Question plus grave encore : a-t-on jamais constaté dans l’expérience quotidienne qu’un revenu net de 10 pour 100 rémunérât et garantit suffisamment le capital d’une affaire industrielle ? Les plus audacieux parmi les capitalistes français ou anglais auraient-ils risqué beaucoup d’affaires de cette sorte, alors même que, dans leur public, ils trouvaient sans peine des capitaux à 4 ou 4 et demi pour 100 ? L’usine allemande empruntait à 6 ou 7, pour obtenir du 10 net, tous amortissemens déduits, mais tous risques compris !… En ces conditions, on peut douter que ses calculs de risques aient été plus sages que ses calculs d’amortissement, lesquels, en vérité, étaient rendus tout illusoires par la condition essentielle de sa vie même, par sa perpétuelle innovation scientifique. Or, cette même innovation rendait aussi difficile tout calcul des chances heureuses et malheureuses : c’est à l’user, au bout de huit ou dix campagnes, qu’un procédé fait la preuve de son rendement ; mais bien avant qu’une technique eût fait ses preuves, l’usine allemande était déjà à la suivante, ou même à une autre encore.
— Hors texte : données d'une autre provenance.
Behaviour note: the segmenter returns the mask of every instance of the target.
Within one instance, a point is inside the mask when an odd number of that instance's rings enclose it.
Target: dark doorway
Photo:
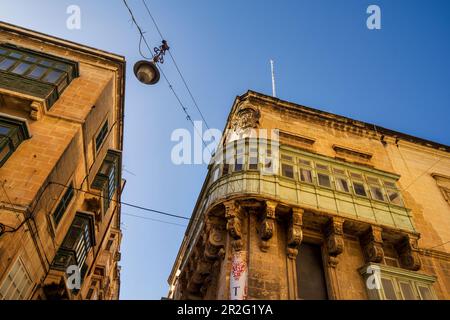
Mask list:
[[[297,283],[300,299],[328,299],[320,246],[309,243],[300,245],[297,256]]]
Les seules gens d’affaires qui travaillent avec leurs capitaux, sont prudens en leurs espoirs de succès, réservés en leurs audaces de risques, exigeans en leurs tables d’amortissement. Le crédit enfle les espoirs, endort les scrupules et les craintes, et quand les gens de science deviennent inventeurs, on sait quelle confiance ils donnent aussitôt à leurs calculs théoriques : où l’architecte d’âge et d’expérience ne concède que 40 ou 45 pour 100 à la résistance théorique de ses matériaux, l’ingénieur débutant en accorde 60 ou 70, et c’est la ruine de sa muraille qui vient, en lui prouvant son tort, lui donner le maniement des théories et de leurs chiffres.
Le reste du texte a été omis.